Canadian internet entrepreneur (born 1992)

William Zhou (Chinese: 周惟正; born February 18, 1992) is a Canadian internet entrepreneur. In 2012, Zhou co-founded Chalk.com, a K-12 education software company. He has appeared as a frequent commentator on major networks, a speaker at Bloomberg Next Big Thing Conference, and was named in Forbes 30 Under 30.

== Early life and education ==
Zhou was born in Beijing, China and immigrated to Vancouver, British Columbia, Canada. He attributes his interest in computers to his parents. He graduated from Point Grey Secondary before attending David R. Cheriton School of Computer Science at University of Waterloo. He is known in high school for his work on an online student discussion forum and his commitment to the student body. At Waterloo, he co-founded Chalk.com (formerly known as Planboard). In 2015, Zhou was named in Forbes' Top 30 Under 30 in Education.

== Entrepreneur ==
Zhou first came to prominence as a young entrepreneur at the age of 16 with the founding of Design Vetica, a web consultancy with clients from University of British Columbia, Red Cross, and Amnesty International.
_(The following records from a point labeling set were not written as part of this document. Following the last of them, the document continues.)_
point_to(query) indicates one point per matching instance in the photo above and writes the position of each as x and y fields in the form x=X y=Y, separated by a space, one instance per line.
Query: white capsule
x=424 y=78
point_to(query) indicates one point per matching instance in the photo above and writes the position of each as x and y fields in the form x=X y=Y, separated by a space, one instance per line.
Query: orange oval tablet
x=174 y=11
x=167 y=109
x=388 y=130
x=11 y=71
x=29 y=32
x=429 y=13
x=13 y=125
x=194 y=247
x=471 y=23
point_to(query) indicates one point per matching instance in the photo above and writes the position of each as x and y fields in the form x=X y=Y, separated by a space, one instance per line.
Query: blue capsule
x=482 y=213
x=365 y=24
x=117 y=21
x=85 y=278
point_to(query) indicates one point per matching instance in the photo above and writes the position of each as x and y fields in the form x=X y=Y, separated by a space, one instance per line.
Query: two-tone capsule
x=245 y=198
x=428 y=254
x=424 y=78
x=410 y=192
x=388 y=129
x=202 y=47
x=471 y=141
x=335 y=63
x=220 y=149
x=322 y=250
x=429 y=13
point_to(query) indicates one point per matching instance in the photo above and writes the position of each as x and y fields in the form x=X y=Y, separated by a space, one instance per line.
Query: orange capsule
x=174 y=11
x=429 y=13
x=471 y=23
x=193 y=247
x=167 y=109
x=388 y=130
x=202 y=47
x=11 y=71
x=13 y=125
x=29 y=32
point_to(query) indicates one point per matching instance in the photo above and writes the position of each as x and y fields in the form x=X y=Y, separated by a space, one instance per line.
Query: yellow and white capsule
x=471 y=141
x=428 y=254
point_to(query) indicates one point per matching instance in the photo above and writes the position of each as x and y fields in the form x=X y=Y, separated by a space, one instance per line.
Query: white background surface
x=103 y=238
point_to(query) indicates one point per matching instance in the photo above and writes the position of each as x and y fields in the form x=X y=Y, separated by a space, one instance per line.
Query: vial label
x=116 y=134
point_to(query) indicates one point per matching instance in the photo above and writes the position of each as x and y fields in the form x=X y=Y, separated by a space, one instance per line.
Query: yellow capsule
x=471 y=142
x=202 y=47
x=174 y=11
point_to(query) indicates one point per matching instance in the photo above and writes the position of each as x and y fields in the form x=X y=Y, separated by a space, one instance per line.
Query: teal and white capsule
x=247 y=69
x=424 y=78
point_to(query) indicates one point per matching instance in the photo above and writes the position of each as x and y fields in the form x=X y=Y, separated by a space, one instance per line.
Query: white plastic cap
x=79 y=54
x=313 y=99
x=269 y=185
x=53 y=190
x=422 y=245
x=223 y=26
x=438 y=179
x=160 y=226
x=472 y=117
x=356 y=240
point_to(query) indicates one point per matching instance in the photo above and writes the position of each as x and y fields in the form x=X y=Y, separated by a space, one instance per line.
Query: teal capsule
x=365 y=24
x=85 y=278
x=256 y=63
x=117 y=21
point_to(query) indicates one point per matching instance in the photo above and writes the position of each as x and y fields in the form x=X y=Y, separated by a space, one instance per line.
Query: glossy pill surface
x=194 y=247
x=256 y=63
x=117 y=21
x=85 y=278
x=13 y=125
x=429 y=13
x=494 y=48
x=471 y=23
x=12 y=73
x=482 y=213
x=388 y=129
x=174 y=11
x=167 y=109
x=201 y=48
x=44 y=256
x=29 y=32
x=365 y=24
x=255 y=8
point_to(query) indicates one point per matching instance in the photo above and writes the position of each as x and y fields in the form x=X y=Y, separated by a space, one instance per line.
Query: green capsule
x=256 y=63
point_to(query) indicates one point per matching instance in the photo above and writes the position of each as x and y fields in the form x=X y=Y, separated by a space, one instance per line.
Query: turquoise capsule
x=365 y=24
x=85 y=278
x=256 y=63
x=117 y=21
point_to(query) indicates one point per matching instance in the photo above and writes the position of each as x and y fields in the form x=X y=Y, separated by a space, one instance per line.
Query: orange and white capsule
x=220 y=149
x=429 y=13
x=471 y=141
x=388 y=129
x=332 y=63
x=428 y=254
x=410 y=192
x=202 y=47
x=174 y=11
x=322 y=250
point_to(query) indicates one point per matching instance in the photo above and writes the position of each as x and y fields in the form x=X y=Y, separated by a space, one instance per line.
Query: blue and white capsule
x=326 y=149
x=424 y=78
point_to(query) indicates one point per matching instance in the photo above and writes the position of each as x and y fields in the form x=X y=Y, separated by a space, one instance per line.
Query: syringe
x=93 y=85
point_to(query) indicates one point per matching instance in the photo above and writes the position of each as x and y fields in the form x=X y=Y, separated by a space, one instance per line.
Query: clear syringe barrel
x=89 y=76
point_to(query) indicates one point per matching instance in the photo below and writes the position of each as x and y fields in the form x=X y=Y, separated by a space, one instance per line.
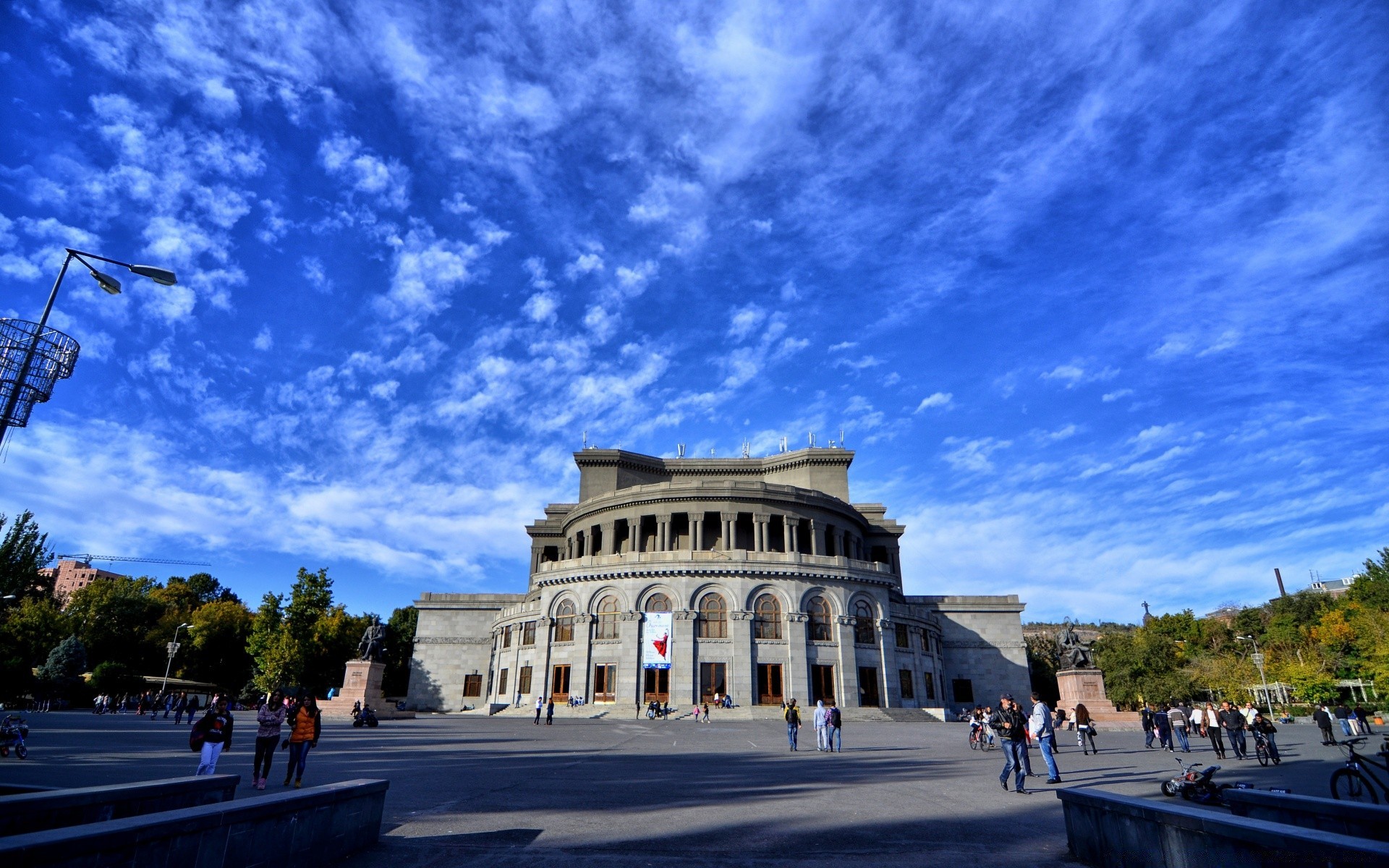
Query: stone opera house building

The organization was best known for Draftboard, an online tool for designer and clients to collaborate. In 2011, Zhou sold Draftboard for an undisclosed amount.

== Chalk.com ==
Zhou received the inspiration for Chalk.com as he observed the administrative workload from his own high school teachers. He noticed that teachers are overwhelmed with tasks such as lesson planning, assessment, and evaluation. Zhou created Planboard to help teachers plan their lessons easier. Planboard received $25,000 from the University of Waterloo Velocity Venture Fund in 2012.

By mid-2013, Planboard had gained significant users. Zhou participated in the Lightspeed Ventures' Summer Fellowship. Planboard placed second in the Singapore Management University Lee Kuan Yew Global Business Plan Competition. Planboard also partnered with the Ontario Teachers' Federation to provide ready made lesson plan resources.

In 2014, Chalk.com, the parent company of Planboard, expanded into assessment tools. Today, Chalk.com is used in over 20,000 schools and has over 200,000 teachers.

In 2017, Blackboard Inc. and Chalk.com announced a partnership to deliver a best-in-class digital gradebook and portfolio for K-12 educators. The offering will provide teachers and parents with insights into student performance.